Furthermore, the following are additional small- and mid-cap retail sector companies that are among the top holdings of mega funds in the group (see Table):
- Dicks Sporting Goods (DKS), a leading sporting goods retailer in the U.S., operating over 470 Dick's Sporting Goods stores and over 80 Golf Galaxy stores, in which mega funds together hold 39.31 million or 33.3% of the outstanding shares;
- Green Mountain Coffee Roasters Inc. (GMCR), probably most famous for its patented single-cup coffee and tea brewing systems for offices and homes sold under the Keurig brand name, a distributor of approximately 200 whole bean and ground coffee selections, cocoa, teas and coffees, in which mega funds together hold 83.11 million or 53.5% of the outstanding shares; and
- Supervalu Inc. (SVU), the nation's largest supermarket retailer and largest food distributor, in which mega funds together hold 80.74 million or 38.0% of the outstanding shares.
General Methodology and Background Information: The latest available institutional 13-F filings of the largest 25 mega hedge fund and mutual fund managers were analyzed to determine their capital allocation among different industry groupings, and to determine their favorite picks and pans in each group.

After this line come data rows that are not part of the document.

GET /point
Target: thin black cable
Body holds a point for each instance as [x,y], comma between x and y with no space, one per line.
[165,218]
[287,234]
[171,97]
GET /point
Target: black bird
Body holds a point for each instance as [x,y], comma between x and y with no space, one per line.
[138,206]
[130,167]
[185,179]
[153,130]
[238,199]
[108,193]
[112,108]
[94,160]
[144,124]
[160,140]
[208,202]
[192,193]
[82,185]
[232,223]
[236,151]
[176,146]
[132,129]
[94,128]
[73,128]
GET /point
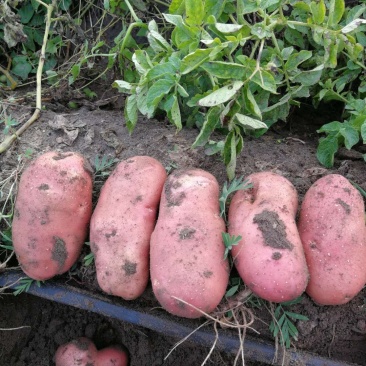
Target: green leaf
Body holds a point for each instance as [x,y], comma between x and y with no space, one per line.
[296,59]
[141,98]
[177,6]
[212,147]
[265,80]
[232,291]
[353,25]
[142,61]
[336,11]
[156,93]
[221,95]
[214,8]
[211,122]
[228,28]
[225,70]
[161,70]
[158,42]
[174,114]
[194,59]
[334,126]
[294,37]
[22,69]
[174,19]
[229,242]
[26,13]
[261,30]
[318,11]
[310,77]
[250,123]
[251,103]
[233,146]
[122,86]
[296,316]
[286,52]
[363,132]
[182,92]
[131,112]
[75,71]
[194,12]
[327,147]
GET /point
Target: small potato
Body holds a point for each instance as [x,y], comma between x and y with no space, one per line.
[52,213]
[79,352]
[332,230]
[187,251]
[112,356]
[122,223]
[269,258]
[82,352]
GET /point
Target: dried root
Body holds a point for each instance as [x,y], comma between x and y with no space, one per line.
[233,314]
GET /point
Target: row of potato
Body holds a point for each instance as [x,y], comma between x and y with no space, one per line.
[147,226]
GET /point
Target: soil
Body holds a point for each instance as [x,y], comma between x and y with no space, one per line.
[338,332]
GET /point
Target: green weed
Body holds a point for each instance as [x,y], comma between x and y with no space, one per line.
[283,326]
[25,284]
[102,164]
[229,242]
[237,67]
[235,185]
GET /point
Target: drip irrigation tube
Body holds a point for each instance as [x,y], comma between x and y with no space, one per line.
[254,349]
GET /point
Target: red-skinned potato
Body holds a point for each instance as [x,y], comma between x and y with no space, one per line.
[52,213]
[82,352]
[332,229]
[112,356]
[269,258]
[187,252]
[122,223]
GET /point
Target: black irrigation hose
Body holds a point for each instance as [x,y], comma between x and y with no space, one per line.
[254,349]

These mega fund managers number less than one percent of all funds and yet they control almost half of the U.S. equity discretionary fund assets. The argument is that mega institutional investors have the resources and the access to information, knowledge and expertise to conduct extensive due diligence in informing their investment decisions. When mega Institutional Investors invest and maybe even converge on a specific investment idea, the idea deserves consideration for further investigation. The savvy investor may then leverage this information either as a starting point to conduct his own due diligence.

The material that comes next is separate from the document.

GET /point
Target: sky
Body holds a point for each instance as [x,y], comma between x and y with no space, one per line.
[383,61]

This article is part of a series on institutional holdings in various industry groups and sectors, and other articles in the series for this and prior quarters can be accessed from our author page.
Disclosure: I have no positions in any stocks mentioned, and no plans to initiate any positions within the next 72 hours.
Disclaimer: Material presented here is for informational purposes only. Nothing in this article should be taken as a solicitation to purchase or sell securities. Before buying or selling any stock you should do your own research and reach your own conclusion. Further, these are our 'opinions' and we may be wrong. We may have positions in securities mentioned in this article. You should take this into consideration before acting on any advice given in this article. If this makes you uncomfortable, then do not listen to our thoughts and opinions. The contents of this article do not take into consideration your individual investment objectives so consult with your own financial adviser before making an investment decision. Investing includes certain risks including loss of principal.